Pharmaceutics and diagnostics
In the past 150 years, we have seen tremendous advances in pharmacology and medicine in general, such as the discovery of antibiotics, widespread adoption of vaccines, and many more. As a result, the average life expectancy in the world has more than doubled since the 1900s.

The problem is that we cannot measure biological age easily, as it is not the same as one's chronological age. This makes it difficult to assess life extension treatment efficacy without having to invest in lifelong longitudinal studies. Possible solutions could be ageing clocks based on walking speed, change in Resting Heart Rate, etc.
Ageing process simulation
Development of an in silico ageing model to simulate the ageing process based on open datasets and probably some form of a generative or even a mechanistic model. This could be related to clinical measurements, or maybe to some molecular features, like gene expression, etc.

A complication with medications is their secondary effect, so-called polypharmacy.
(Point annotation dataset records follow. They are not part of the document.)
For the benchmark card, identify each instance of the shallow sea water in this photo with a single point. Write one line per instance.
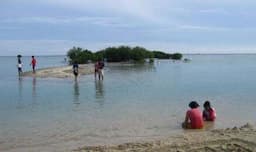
(133, 103)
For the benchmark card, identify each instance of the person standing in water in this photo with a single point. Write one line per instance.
(33, 64)
(96, 69)
(101, 70)
(19, 65)
(75, 69)
(194, 117)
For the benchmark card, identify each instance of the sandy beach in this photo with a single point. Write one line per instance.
(236, 139)
(60, 72)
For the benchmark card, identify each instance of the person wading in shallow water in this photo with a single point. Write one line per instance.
(19, 65)
(33, 64)
(101, 70)
(194, 117)
(75, 69)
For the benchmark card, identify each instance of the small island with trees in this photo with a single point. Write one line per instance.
(118, 54)
(111, 54)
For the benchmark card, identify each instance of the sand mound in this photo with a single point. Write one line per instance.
(241, 139)
(60, 72)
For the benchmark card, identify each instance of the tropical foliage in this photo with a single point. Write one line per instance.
(118, 54)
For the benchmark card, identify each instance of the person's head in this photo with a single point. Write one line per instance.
(207, 104)
(193, 105)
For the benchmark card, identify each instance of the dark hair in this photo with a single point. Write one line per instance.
(207, 104)
(193, 104)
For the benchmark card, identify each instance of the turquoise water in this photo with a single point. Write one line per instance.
(132, 103)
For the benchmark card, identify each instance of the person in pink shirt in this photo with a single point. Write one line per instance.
(209, 113)
(194, 117)
(33, 63)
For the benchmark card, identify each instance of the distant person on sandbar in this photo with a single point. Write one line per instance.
(209, 113)
(101, 70)
(75, 69)
(194, 117)
(33, 64)
(96, 69)
(19, 65)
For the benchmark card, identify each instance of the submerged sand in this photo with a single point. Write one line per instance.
(60, 72)
(241, 139)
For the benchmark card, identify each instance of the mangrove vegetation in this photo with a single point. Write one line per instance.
(118, 54)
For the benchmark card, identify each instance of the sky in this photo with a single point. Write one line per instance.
(52, 27)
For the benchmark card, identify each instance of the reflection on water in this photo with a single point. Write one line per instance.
(99, 91)
(20, 88)
(34, 95)
(76, 93)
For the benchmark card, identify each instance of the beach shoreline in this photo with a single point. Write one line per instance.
(242, 139)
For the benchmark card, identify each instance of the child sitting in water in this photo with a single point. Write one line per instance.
(209, 113)
(194, 117)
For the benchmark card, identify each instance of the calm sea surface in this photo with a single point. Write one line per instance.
(132, 103)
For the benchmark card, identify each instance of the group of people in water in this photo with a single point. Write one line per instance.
(32, 63)
(195, 117)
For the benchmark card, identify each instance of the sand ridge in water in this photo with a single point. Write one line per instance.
(241, 139)
(60, 72)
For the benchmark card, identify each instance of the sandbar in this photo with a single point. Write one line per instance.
(236, 139)
(60, 72)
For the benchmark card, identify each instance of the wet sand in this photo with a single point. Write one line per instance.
(235, 139)
(60, 72)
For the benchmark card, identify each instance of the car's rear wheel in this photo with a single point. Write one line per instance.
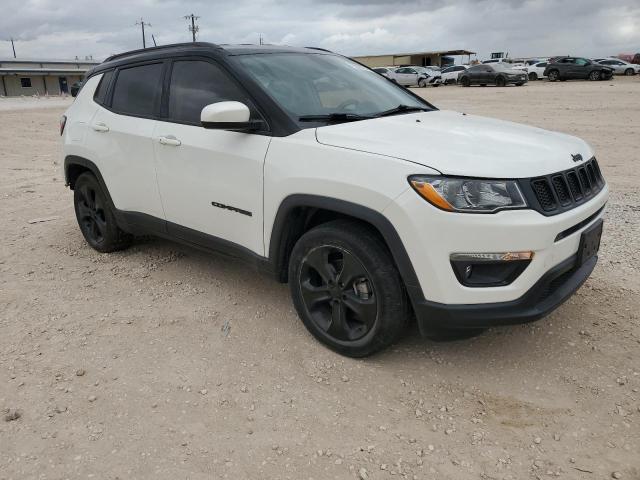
(346, 288)
(95, 216)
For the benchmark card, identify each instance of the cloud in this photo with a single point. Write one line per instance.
(44, 28)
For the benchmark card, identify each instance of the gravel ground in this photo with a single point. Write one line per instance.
(163, 362)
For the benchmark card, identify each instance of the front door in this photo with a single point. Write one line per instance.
(210, 181)
(64, 88)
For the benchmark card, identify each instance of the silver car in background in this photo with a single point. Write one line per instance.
(620, 67)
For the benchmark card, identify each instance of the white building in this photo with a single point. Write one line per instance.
(40, 77)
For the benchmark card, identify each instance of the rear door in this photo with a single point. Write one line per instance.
(121, 133)
(211, 181)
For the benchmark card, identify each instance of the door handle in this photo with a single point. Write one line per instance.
(100, 127)
(170, 140)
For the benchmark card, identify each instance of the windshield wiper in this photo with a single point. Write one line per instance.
(402, 109)
(334, 117)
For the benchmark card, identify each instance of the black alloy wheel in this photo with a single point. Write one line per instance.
(346, 288)
(91, 216)
(95, 216)
(338, 293)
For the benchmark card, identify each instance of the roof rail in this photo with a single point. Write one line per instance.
(319, 48)
(160, 47)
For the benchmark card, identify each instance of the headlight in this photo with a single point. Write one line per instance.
(469, 194)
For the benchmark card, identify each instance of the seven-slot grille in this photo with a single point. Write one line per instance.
(565, 190)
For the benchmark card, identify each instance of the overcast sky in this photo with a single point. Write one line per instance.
(64, 29)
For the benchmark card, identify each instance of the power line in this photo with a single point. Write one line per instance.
(193, 28)
(12, 46)
(143, 24)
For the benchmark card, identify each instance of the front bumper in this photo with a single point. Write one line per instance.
(548, 293)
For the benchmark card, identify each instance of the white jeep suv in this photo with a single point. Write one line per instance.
(375, 206)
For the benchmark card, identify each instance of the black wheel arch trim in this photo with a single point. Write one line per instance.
(279, 244)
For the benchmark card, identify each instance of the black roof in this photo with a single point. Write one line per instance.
(165, 51)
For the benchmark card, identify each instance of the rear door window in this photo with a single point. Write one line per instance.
(138, 90)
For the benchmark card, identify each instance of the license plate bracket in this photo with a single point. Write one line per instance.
(590, 242)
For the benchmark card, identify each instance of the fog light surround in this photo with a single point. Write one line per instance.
(489, 269)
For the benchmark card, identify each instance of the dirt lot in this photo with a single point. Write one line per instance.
(162, 362)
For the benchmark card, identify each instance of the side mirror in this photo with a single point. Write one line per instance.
(227, 116)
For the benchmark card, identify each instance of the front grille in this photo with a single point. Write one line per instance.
(565, 190)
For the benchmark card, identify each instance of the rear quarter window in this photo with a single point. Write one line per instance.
(100, 94)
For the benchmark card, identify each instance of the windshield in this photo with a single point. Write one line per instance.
(308, 85)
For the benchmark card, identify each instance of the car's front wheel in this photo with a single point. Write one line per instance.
(95, 216)
(346, 288)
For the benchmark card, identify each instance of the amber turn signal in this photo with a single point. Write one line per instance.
(430, 194)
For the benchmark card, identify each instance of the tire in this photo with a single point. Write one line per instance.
(347, 289)
(96, 218)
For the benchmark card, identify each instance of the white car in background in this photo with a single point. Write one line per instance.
(414, 76)
(386, 72)
(536, 71)
(620, 67)
(450, 74)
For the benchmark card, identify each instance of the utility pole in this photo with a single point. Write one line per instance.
(193, 28)
(143, 24)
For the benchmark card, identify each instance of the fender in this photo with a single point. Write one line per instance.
(279, 244)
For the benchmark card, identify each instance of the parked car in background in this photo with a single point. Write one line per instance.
(576, 68)
(620, 67)
(416, 77)
(536, 71)
(75, 88)
(450, 74)
(386, 72)
(498, 74)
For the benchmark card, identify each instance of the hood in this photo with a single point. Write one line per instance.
(459, 144)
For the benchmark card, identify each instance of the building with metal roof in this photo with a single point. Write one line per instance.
(438, 58)
(40, 76)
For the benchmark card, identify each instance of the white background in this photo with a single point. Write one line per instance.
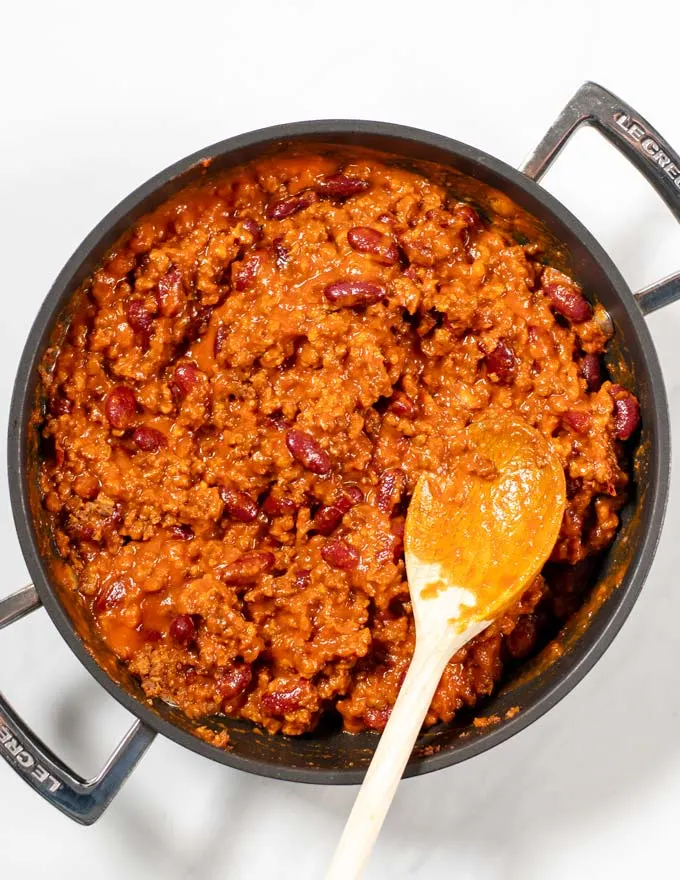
(95, 98)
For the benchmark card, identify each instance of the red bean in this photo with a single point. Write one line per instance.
(138, 318)
(169, 291)
(274, 506)
(306, 450)
(565, 296)
(354, 292)
(352, 495)
(578, 420)
(327, 519)
(281, 253)
(107, 599)
(234, 681)
(120, 407)
(148, 439)
(248, 568)
(239, 505)
(377, 718)
(283, 208)
(339, 554)
(288, 699)
(502, 362)
(340, 186)
(369, 241)
(252, 227)
(182, 532)
(221, 336)
(591, 370)
(402, 405)
(391, 487)
(245, 272)
(183, 630)
(626, 416)
(185, 378)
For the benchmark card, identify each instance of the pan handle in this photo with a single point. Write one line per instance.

Think of harnessing currently existing medications, or their combinations, for repurposing in life extension. A possible way to do this is to enable collecting and organizing grassroots trials for mTOR inhibitors (rapalogs), statins, metformin, etc., as these seem to increase lifespan and healthspan in model organisms.
Patient risks' assessment
To assess patients' risk, one could develop an open-source platform or possibly a custom software for hospitals. For example, using nomograms, one could combine several diagnostic results into an easy-to-understand 1-5 / 0-1 / 0-100 risk scale.

Data sharing
By creating a platform, we could enable physicians worldwide to share anonymized data about the efficacy of treatments versus diseases.